Un nuovo tassello, il decimo, della riforma fiscale targata Meloni, è arrivato a sorpresa in consiglio dei ministri. E si tratta di un pezzo fondamentale, un passaggio cruciale soprattutto per i contribuenti. Il decreto legislativo rimette mano completamente al sistema di riscossione delle cartelle esattoriali. E quella che si preannuncia è una vera e propria rivoluzione. Nei magazzini del Fisco ci sono 1.206 miliardi di euro di tasse arretrate non incassate dallo Stato. Un fardello enorme che azzoppa la capacità di riscuotere della stessa Agenzia delle Entrate, visto che un numero elevato di debitori o è morto, o è fallito oppure è nullatenente. Il provvedimento firmato dal vice ministro dell’Economia Maurizio Leo, padre della riforma, promette di “sgravare” il Fisco da questi vecchi crediti ormai quasi del tutto inesigibili ma, contemporaneamente, promette di rendere più rapida la riscossione rendendo più facile ai contribuenti saldare i propri arretrati con l’Agenzia delle Entrate. «Aiutiamo chi vuol pagare» ma non riesce, ha detto Leo. Partiamo da quest’ultimo punto.

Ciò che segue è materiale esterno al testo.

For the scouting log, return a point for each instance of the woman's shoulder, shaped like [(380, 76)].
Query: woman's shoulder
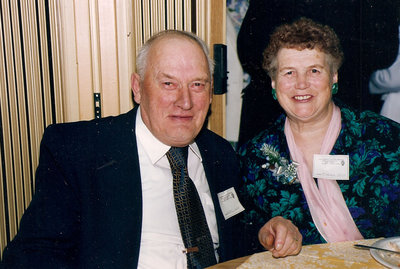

Le cartelle esattoriali che saranno emesse a partire dal primo gennaio del prossimo anno potranno essere pagate a rate, con una dilazione che potrà arrivare fino a 10 anni (120 mesi in totale), e che si aggiunge a quella “ordinaria” di 72 mesi (6 anni).
IL MAGAZZINO
L’altro passaggio riguarda, come detto, il “magazzino” delle cartelle, ossia i 1.206 miliardi di tasse e sanzioni arretrate che il Fisco non è ancora riuscito ad incassare. Di questi solo 100 miliardi sono ancora considerati incassabili. Il resto fa capo a soggetti falliti o deceduti, o ancora, nullatenenti. Il decreto prevede la costituzione di una commissione composta da un presidente di sezione della Corte dei conti, anche a riposo, e da un rappresentante, rispettivamente, del Dipartimento delle finanze e del Dipartimento della Ragioneria generale dello Stato. Cosa dovrà fare questa Commissione? Dovrà proporre possibili soluzioni, da attuare con successivi provvedimenti legislativi, per conseguire il discarico di tutto o parte del predetto magazzino. Che significa? Che le vecchie cartelle dovranno essere incassate (anche in parte) o cancellate. In che tempi? Entro la fine del 2025 tutte quelle più vecchie, emesse cioè tra il 2000 e il 2010. Si tratta, secondo i dati resi noti qualche giorno fa dal direttore dell’Agenzia delle Entrate Ernesto Maria Ruffini, di 335 miliardi, dei quali solo 14 sono ancora considerati effettivamente riscuotibili. Entro il 2027, spiega il provvedimento, dovranno essere “scaricate” le cartelle che hanno una data che va tra il 2011 e il 2017 (altri 325 miliardi circa, di cui 19 considerati ancora incassabili). E, infine, entro il 2031 dovranno uscire dal magazzino tutte le cartelle datate fino al 2024. E per il futuro? Le cartelle che non saranno incassate entro 5 anni saranno restituite agli enti che le hanno emesse. Che, a quel punto, potranno procedere direttamente ai tentativi di incasso o potranno affidarli a società private di riscossione tramite gara. O ancora, potranno chiedere un altro tentativo all’Agenzia delle Entrate. Ma l’obiettivo è che nel magazzino del Fisco non si accumulino più miliardi di cartelle non riscosse.